Chapter I. -- Introduction. The complaint of the Arians against the Nicene Council; their fickleness; they are like Jews; their employment of force instead of reason.
1. Thou hast done well, in signifying to me the discussion thou hast had with the advocates of Arianism, among whom were certain of the friends of Eusebius, as well as very many of the brethren who hold the doctrine of the Church. I hailed thy vigilance for the love of Christ, which excellently exposed the irreligion of their heresy; while I marvelled at the effrontery which led the Arians, after all the past detection of unsoundness and futility in their arguments, nay, after the general conviction of their extreme perverseness, still to complain like the Jews, |Why did the Fathers at Nicæa use terms not in Scripture , Of the essence' and One in essence?'| Thou then, as a man of learning, in spite of their subterfuges, didst convict them of talking to no purpose; and they in devising them were but acting suitably to their own evil disposition. For they are as variable and fickle in their sentiments, as chameleons in their colours ; and when exposed they look confused, and when questioned they hesitate, and then they lose shame, and betake themselves to evasions. And then, when detected in these, they do not rest till they invent fresh matters which are not, and, according to the Scripture, imagine a vain thing '; and all that they may be constant to their irreligion.
Now such endeavours are nothing else than an obvious token of their defect of reason , and a copying, as I have said, of Jewish malignity. For the Jews too, when convicted by the Truth, and unable to confront it, used evasions, such as, What sign doest Thou, that we may see and believe Thee? What dost Thou work ? though so many signs were given, that they said themselves, What do we? for this man doeth many miracles .' In truth, dead men were raised, lame walked, blind saw afresh, lepers were cleansed, and the water became wine, and five loaves satisfied five thousand, and all wondered and worshipped the Lord, confessing that in Him were fulfilled the prophecies, and that He was God the Son of God; all but the Pharisees, who, though the signs shone brighter than the sun, yet complained still, as ignorant men, Why dost Thou, being a man, make Thyself God ?' Insensate, and verily blind in understanding! they ought contrariwise to have said, |Why hast Thou, being God, become man?| for His works proved Him God, that they might both worship the goodness of the Father, and admire the Son's Economy for our sakes. However, this they did not say; no, nor liked to witness what He was doing; or they witnessed indeed, for this they could not help, but they changed their ground of complaint again, |Why healest Thou the paralytic, why makest Thou the born-blind to see, on the sabbath day?| But this too was an excuse, and mere murmuring; for on other days as well did the Lord heal all manner of sickness, and all manner of disease ,' but they complained still according to their wont, and by calling Him Beelzebub, preferred the suspicion of Atheism , to a recantation of their own wickedness. And though in such sundry times and divers manners the Saviour shewed His Godhead and preached the Father to all men, nevertheless, as kicking against the pricks, they contradicted in the language of folly, and this they did, according to the divine proverb, that by finding occasions, they might separate themselves from the truth .
2. As then the Jews of that day, for acting thus wickedly and denying the Lord, were with justice deprived of their laws and of the promise made to their fathers, so the Arians, Judaizing now, are, in my judgment, in circumstances like those of Caiaphas and the contemporary Pharisees.

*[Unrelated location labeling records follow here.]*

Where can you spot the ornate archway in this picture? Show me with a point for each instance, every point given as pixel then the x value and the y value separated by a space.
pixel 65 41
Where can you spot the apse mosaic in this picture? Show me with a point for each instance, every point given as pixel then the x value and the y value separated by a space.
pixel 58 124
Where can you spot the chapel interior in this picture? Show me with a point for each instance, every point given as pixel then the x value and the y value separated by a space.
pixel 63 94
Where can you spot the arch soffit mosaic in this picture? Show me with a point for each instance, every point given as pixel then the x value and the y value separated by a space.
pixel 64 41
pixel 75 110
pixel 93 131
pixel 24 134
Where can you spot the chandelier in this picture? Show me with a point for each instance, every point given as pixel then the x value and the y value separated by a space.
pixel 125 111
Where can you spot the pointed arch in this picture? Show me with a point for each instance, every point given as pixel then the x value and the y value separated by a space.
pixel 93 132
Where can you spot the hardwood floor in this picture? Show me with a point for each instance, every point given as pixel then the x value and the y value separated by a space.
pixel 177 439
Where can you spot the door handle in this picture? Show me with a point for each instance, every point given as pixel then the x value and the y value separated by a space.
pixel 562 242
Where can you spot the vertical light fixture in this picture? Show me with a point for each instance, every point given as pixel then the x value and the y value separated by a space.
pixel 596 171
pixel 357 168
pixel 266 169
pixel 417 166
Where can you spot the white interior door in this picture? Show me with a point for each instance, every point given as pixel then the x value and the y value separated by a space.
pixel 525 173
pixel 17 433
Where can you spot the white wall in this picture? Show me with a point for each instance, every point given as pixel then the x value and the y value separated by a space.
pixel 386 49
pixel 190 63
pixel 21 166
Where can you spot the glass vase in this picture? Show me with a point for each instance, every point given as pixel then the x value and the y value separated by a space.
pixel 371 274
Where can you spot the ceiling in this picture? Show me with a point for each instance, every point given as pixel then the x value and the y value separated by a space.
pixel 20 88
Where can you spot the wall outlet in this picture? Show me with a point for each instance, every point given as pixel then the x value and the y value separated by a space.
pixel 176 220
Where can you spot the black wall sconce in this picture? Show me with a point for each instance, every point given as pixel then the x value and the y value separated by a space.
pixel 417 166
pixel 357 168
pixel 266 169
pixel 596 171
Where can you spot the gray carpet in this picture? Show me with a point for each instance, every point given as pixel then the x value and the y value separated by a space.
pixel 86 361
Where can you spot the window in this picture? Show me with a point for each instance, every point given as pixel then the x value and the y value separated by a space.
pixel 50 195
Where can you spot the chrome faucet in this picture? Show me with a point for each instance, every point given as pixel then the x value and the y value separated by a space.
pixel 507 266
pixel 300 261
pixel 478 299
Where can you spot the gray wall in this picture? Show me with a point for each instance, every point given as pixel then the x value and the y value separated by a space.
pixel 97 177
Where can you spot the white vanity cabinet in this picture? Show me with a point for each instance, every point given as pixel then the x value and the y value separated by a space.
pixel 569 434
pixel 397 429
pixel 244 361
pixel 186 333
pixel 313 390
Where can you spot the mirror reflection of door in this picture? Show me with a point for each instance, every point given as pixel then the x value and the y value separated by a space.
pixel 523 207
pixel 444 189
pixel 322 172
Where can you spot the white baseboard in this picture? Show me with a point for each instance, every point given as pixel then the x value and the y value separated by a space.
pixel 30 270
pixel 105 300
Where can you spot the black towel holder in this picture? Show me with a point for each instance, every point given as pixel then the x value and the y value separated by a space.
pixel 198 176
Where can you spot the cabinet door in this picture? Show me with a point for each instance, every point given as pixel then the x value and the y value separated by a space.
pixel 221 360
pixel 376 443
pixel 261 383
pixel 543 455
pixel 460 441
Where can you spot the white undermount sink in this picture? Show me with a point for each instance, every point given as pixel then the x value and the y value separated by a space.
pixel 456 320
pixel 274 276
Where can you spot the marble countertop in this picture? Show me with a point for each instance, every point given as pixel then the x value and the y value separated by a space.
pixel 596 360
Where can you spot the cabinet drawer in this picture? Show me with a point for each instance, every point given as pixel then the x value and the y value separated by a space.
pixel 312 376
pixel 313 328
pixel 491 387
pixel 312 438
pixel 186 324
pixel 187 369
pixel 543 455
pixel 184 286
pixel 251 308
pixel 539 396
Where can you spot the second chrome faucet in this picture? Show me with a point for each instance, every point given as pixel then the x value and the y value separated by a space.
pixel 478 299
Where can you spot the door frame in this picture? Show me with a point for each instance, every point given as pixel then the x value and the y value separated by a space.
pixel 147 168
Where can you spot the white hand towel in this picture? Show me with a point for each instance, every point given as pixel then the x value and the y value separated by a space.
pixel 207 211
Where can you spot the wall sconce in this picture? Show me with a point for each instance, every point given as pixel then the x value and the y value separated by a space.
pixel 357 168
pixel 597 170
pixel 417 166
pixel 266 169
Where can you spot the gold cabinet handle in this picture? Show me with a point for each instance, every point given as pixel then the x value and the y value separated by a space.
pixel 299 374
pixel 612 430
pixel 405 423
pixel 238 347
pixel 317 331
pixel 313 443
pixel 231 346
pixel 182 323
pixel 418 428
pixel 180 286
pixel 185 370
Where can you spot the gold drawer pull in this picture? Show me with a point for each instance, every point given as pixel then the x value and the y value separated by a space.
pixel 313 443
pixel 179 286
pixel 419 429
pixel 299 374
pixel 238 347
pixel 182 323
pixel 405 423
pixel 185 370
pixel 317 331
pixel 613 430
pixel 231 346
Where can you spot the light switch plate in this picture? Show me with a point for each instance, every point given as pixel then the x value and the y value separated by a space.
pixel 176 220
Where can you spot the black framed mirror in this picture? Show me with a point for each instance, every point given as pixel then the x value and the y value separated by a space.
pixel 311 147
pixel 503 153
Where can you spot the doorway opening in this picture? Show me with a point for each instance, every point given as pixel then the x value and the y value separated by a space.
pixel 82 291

For, perceiving that their heresy is utterly unreasonable, they invent excuses, |Why was this defined, and not that?| Yet wonder not if now they practise thus; for in no long time they will turn to outrage, and next will threaten the band and the captain .' Forsooth in these their heterodoxy has its support, as we see; for denying the Word of God, reason have they none at all, as is equitable. Aware then of this, I would have made no reply to their interrogations: but, since thy friendliness has asked to know the transactions of the Council, I have without any delay related at once what then took place, shewing in few words, how destitute Arianism is of a religious spirit, and how their one business is to frame evasions.